“You tell Herod,” said Balthazar to the bigger man, “that the Antioch Ghost is laughing at him.”

The soldier’s already fearful eyes grew even wider.

“You tell him I’m laughing.… You tell him I’ll stand over his grave.”

The soldier considered this, then ran back toward the village, determined to fight another cowardly day. Balthazar watched him go a moment — a giant running on shredded legs — then turned his attention to the soldier squirming below him. The soldier pulling himself along the ground despite the deep gashes in his limbs. He was trying to get away, and yet he knew there was no chance of that happening.

“We… we were ordered… ”

“You were WHAT?”

“We were ord-ordered to do it, by Herod himself.”

“Ordered to do what?”

“To… k-kill all the male infants of Bethlehem.”

Balthazar raised the sword above his head and held it there. He gripped the handle’s leather straps so tightly that his entire arm shook.

“Any man who follows an order like that doesn’t deserve to walk the earth.”

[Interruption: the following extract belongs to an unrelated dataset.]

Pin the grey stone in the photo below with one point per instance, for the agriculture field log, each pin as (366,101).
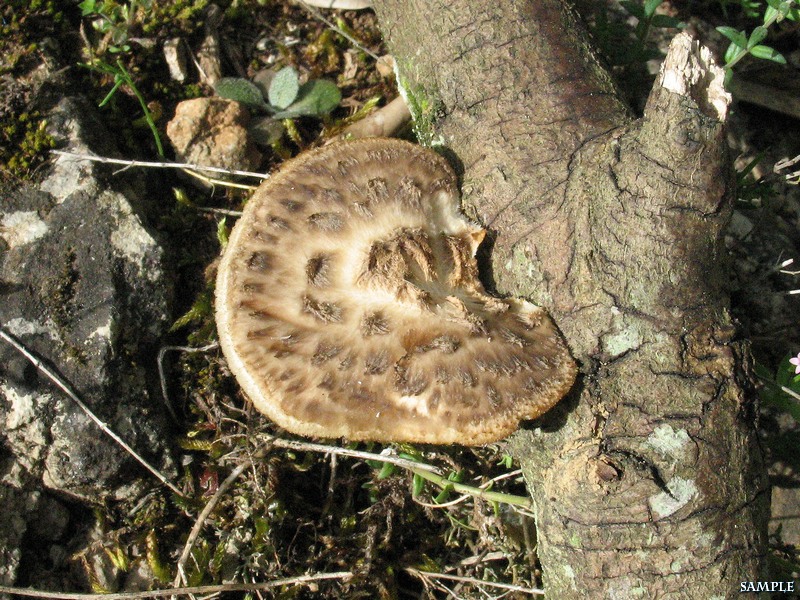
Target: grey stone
(84,285)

Balthazar brought it down and struck the soldier’s face with the broad side of the blade. The first blow broke the soldier’s nose, cracking a dam behind his nostrils and sending a flood of red over his chin. The second broke his left eye socket and all but liquefied the eye inside it. Before Balthazar could land a third blow, the soldier’s instinct finally caught up with his shock, and he held his hands out to protect himself. Balthazar pulled the sword back and swung across his body, striking the soldier’s left wrist. The hand attached to it fell toward the road but was caught by a few strands of sinew and skin before it landed. Balthazar resumed striking him in the face, again and again and —

His jaw’s broken you should probably stop hitting him he’s unconscious Balthazar you can stop hitting him now his teeth are shattered stop Balthazar he’s dead he has to be dead by now what are you doing Balthazar why are you still hitting him there go the brains out the top of his skull stop Balthazar he’s not the one who did it I know but he’s the same he’s just like the one who killed —

A hand grabbed Balthazar’s wrist from behind as he raised the sword for another strike. He spun around, ready to kill whoever dared touch him. Ready to bash their brains right out of their ears.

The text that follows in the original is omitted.